Pinky had had his heart set on getting a concertina in Romania, but since we didn't end up going there, he decided he wanted to get one in a little town in the Czech Republic instead. We asked our lovely hostel hostess, Eloise, if she knew where we could find one, and she pointed us towards a music shop. We asked them if they had any accordions (they didn't speak English, but luckily "accordion" is a very easy thing to pantomime). They said no, but circled a spot on our map and we headed off again. Their directions brought us to this little residential side street on the edge of the town square. Pinky was getting very excited.  

And then we saw it - the perfect little accordion shop. The craved wooden accordion player in the window even had a handlebar mustache. 

But we tried the door... and it was locked. 


We interpreted the sign as saying that Monday through Friday they were open until either 12:00 or 6:00. And at that moment it was about 3:00 on Friday. The next time they would be open again was 1:00 on Monday. And we had a flight out of Prague on Sunday. 

Pinky was devastated.



What else can you do in a situation like this but find a bar down a little ally and get a beer.

(Which had a sod roof!)

We showed the bartender what the sign had said, and she confirmed that those were indeed the shop hours. 
Sadness.

But cute little bar puppy!

Before we went back to the hostel that night, we walked back by the accordion shop. Pinky was convinced that the shopkeeper lived above the shop, and we should come back by tomorrow morning and see if we could get his attention. I wasn't so hot on the idea. 

But nevertheless, we returned the next morning and rang the doorbell. Nothing. We rang it again. One of the windows on the top floor opened, and a man leaned out and asked us in Czech what we wanted. Pinky tried to tell him that he wanted to buy a concertina, but the guy just waved his hand, told us to wait a minute, and disappeared. We looked at each other, not knowing what was going on. A few moments later, he opened the front door and invited us inside. He had woken up his teenage daughter (who was still in her robe and slippers) so she could interpret for us. It turned out that it wasn't actually an accordion shop, but it was an accordion repair shop.

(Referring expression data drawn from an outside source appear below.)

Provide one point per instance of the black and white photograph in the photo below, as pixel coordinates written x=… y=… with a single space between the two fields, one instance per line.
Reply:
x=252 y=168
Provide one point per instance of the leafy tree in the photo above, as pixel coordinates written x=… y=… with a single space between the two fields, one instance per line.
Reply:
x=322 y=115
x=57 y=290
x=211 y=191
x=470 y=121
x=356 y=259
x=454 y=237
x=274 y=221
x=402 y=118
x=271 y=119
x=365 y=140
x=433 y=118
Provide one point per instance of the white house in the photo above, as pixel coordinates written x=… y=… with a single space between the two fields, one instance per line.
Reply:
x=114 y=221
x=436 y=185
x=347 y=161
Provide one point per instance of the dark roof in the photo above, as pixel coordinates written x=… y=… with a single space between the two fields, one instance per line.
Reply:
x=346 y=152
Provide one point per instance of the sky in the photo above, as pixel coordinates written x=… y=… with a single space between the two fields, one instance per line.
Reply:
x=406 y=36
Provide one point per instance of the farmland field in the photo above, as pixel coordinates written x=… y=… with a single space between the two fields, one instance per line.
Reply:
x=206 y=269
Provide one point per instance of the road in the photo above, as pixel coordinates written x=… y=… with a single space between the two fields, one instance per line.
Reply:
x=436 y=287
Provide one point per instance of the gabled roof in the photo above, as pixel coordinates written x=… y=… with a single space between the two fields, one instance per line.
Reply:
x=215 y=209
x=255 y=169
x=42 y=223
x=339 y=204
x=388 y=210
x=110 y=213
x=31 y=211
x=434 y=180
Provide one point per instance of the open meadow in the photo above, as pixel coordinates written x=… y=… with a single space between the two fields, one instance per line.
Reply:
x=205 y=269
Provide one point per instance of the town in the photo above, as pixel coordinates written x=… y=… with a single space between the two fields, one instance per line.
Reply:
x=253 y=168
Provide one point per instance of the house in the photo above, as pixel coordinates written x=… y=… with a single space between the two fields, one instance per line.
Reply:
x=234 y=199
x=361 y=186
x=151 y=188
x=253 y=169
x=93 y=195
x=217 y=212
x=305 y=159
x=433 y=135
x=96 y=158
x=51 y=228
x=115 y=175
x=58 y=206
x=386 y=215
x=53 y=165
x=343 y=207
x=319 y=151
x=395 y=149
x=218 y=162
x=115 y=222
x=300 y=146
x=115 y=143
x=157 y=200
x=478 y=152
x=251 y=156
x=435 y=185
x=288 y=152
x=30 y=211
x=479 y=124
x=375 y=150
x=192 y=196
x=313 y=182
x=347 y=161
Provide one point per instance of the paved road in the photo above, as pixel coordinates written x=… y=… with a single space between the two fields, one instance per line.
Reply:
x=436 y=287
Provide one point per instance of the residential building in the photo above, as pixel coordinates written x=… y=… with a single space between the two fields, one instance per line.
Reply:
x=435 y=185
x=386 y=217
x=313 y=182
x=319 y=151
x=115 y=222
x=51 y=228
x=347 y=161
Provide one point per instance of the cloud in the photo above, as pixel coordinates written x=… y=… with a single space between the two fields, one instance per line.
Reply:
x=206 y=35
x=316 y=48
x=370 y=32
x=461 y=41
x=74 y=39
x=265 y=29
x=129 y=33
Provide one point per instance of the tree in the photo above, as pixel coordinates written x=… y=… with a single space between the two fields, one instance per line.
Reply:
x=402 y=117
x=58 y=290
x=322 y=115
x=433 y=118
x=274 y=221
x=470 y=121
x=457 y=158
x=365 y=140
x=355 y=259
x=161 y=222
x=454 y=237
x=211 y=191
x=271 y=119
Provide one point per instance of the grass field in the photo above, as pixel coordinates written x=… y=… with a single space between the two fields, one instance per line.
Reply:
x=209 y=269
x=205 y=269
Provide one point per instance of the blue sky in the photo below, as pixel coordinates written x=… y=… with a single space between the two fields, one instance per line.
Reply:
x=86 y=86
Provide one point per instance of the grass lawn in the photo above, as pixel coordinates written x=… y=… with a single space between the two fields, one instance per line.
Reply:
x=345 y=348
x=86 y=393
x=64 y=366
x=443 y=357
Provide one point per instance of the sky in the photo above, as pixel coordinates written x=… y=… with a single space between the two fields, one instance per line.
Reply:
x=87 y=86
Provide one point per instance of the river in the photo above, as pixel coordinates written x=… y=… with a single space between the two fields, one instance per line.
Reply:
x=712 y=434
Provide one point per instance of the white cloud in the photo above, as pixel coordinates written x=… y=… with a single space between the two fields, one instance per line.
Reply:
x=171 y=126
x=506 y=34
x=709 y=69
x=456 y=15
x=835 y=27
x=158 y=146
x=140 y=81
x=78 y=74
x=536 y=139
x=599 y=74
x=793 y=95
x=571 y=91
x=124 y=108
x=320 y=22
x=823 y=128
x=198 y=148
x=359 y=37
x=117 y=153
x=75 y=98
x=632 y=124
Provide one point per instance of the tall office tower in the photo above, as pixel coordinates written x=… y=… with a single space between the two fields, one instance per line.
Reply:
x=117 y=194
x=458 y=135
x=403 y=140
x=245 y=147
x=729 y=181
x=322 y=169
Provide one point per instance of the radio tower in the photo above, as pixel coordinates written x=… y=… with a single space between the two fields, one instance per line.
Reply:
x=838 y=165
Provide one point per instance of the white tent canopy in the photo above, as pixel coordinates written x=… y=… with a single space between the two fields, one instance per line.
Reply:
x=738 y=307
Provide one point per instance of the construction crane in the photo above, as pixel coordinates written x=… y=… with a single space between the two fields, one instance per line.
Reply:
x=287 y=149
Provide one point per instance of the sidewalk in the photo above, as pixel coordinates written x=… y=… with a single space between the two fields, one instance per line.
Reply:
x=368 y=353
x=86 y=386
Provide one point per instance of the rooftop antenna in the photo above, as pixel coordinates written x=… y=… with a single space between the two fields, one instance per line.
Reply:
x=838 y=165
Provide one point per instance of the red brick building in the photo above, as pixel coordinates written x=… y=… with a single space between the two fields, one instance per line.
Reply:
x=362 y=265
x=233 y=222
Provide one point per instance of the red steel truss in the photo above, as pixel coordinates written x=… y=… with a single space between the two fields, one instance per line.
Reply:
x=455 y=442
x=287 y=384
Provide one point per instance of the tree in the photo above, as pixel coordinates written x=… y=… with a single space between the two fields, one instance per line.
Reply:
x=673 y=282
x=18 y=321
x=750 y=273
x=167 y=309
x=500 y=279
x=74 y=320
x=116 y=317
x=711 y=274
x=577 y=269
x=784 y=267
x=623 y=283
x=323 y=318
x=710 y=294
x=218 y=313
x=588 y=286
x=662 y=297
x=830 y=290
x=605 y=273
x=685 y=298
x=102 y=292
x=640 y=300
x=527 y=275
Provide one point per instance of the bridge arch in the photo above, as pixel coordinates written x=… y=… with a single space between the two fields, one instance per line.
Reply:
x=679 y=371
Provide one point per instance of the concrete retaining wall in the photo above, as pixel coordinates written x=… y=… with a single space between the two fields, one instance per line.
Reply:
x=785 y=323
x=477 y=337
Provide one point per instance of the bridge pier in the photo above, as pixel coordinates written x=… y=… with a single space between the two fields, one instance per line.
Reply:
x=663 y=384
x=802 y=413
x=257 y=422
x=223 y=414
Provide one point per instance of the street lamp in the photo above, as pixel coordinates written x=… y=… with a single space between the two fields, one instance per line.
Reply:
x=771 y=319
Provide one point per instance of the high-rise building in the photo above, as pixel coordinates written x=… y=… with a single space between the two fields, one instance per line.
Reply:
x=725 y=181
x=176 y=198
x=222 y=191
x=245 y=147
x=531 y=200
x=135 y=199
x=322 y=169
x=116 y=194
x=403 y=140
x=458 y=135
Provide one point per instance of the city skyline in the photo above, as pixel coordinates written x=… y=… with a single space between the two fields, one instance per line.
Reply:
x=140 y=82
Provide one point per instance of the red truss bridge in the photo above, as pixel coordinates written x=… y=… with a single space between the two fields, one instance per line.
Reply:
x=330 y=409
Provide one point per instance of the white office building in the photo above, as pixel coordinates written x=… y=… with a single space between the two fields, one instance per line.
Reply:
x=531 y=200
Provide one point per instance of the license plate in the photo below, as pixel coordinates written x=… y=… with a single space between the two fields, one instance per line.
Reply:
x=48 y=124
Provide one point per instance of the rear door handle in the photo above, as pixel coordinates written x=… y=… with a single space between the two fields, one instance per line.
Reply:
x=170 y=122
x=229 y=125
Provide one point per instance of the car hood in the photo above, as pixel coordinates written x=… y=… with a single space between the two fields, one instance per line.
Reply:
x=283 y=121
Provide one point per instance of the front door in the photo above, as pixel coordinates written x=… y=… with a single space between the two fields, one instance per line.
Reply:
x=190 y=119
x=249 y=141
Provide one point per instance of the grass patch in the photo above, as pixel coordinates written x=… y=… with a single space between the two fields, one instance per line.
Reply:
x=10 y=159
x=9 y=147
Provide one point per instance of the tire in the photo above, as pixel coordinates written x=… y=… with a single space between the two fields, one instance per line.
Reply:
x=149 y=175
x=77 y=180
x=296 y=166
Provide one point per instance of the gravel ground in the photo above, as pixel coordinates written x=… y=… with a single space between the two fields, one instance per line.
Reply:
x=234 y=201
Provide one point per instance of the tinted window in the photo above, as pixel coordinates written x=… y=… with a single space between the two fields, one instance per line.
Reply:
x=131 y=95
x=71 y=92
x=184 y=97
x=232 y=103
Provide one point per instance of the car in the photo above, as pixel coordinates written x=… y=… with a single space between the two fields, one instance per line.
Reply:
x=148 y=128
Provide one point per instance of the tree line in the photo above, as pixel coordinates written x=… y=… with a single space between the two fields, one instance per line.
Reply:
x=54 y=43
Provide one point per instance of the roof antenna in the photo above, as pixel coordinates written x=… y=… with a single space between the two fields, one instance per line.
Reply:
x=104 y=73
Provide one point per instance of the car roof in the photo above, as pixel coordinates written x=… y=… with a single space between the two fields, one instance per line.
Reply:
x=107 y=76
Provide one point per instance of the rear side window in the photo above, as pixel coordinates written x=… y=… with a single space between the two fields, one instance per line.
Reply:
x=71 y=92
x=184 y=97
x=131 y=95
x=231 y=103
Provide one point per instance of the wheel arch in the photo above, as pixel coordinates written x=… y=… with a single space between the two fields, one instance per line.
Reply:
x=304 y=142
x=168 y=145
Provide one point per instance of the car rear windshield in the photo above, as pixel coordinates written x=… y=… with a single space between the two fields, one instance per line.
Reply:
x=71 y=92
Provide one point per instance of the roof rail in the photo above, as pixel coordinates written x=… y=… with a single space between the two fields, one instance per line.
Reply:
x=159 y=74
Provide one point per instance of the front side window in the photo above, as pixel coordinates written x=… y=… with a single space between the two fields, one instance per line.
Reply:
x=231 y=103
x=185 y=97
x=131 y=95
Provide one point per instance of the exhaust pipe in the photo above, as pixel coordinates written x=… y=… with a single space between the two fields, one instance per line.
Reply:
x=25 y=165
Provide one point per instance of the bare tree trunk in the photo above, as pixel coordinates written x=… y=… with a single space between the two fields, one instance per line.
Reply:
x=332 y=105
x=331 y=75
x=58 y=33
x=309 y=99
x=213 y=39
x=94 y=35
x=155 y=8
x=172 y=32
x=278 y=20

And so the only accordions he had were broken. Pinky told him that was okay, that he could get it fixed back in the US (the guy could not believe that there were people who knew how to repair accordions in America). But he said he just didn't feel right selling something that was broken, so if we would come back in the afternoon, he would spend the rest of the day trying to repair them as best he could. I say "them" because Pinky decided to get two. This whole exchange took about an hour, during which time the mother came home from shopping and was very confused as to why there were strangers in her house on a Saturday morning. But they were all very, very nice.  

Pinky was beside himself with joy. We tried to do some sightseeing that day, but all he could focus on was his new accordions. We went out and bought the family some flowers as well, since we had now taken up their entire Saturday. 

When we went back at 4:00 it felt much more comfortable, since they were expecting us, and they were all dressed. This is the father demonstrating one of the accordions that Pinky bought:  

Before we left, the father invited us into the back of his shop to drink some traditional plum brandy from a glass jug with him. 

It was a pretty neat experience. 

But now we had two large, heavy accordions to lug around for the rest of the trip. Terrific.